The amount you add to the vial doesn't matter. You're simply reconstituting a powder. If you add 1cc of BAC Water then you will have 10iu's (1cc) of reconstituted HGH in 10iu's of water. Thus every iu will equal one iu of GH. If you put 2cc (20 iu's) of water in there you will still have 10 iu's of reconstituted GH but it will be in 20 iu's of water. Hence every 2 iu's of solution you take out will only be 1 iu of reconstituted GH.

----------


## benchingover500

> Atm im doing 4iu 5on2off ... im into hgh for about 4 months now ... my diet is not completely in check but i see that i dont gain any fat at all.Im 5'7 and currently weight around 192lbs, around 12-13%bf . After 3 months , i changed to G-tropins and upped the dose to 5iu and i had terrible CTS ... i couldnt sleep , waking up from numb hands/pains etc , so i reduced to 4iu again and now im on riptropin.
> This September to come i'll start my competition prep , firstly gain weight (hoping to reach 220lbs) and then cut for my competition in May.
> I will be doing "Gh blasts" this September.Its protocol when you get massive amounts of hgh during a weeks time (150iu) ... i will give more info when i will start this whole thing.Ofcourse i will be doing a heavy AAS cycle aswell starting this September.Now im on 500mg test and 300mg tren/wk ...

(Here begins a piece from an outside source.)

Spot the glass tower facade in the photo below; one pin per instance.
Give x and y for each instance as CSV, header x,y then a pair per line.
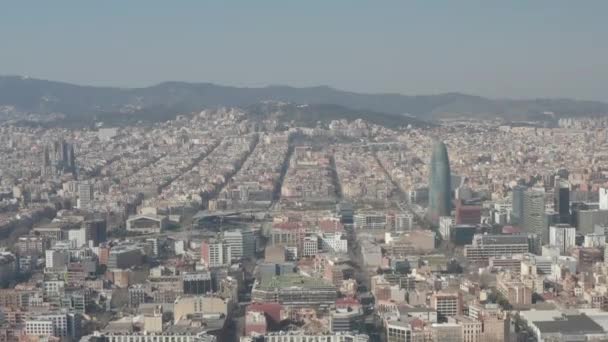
x,y
440,202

What the benifit of this method? Can I do it with 2 IU a day CJ 1293, 200mcg T3, 40 mg stanzol, and clen for cutting before a competition?

----------


## jaketh3snake

Hey how much were you getting the igtropin kits back in the day? I found a way to get them shipped in from china. The kigtropin is legit and I'm already feeling the usual side effects of gh from it (1month in). But the igtropin is almost triple the cost of a gh kit...

Oh and sorry for bringing up a dead thread but thought you would be the one to ask since your experience with it.

----------


## tubbs7447

I have never done any of this. I dont know how to even start. When I see start out with 8iU I have no idea what that means or how to inject I need somneones help.

----------


## MuscleInk

> I have never done any of this. I dont know how to even start. When I see start out with 8iU I have no idea what that means or how to inject I need somneones help.


So you picked up HGH @ 20yrs of age with no clue how to use it!?! Not smart.

Don't start with 8ius!!!!!!!!!

----------


## tubbs7447

Could we Skype Chat or IM or anyway you wanna talk? So you can teach me?

----------


## gixxerboy1

> Could we Skype Chat or IM or anyway you wanna talk? So you can teach me?


nobody is going to spoon feed you. And what you have is garbage and should not be injected. Besides the damage it will do it do to you at 18. Throw it away or sell it to someone else

----------


## MuscleInk

> Could we Skype Chat or IM or anyway you wanna talk? So you can teach me?


Best to keep Q&A here so you can get greater input and feedback from all the members here.

As Gixx said, your product is probably NOT real GH. Real GH is not easy to get and there are many counterfeits. 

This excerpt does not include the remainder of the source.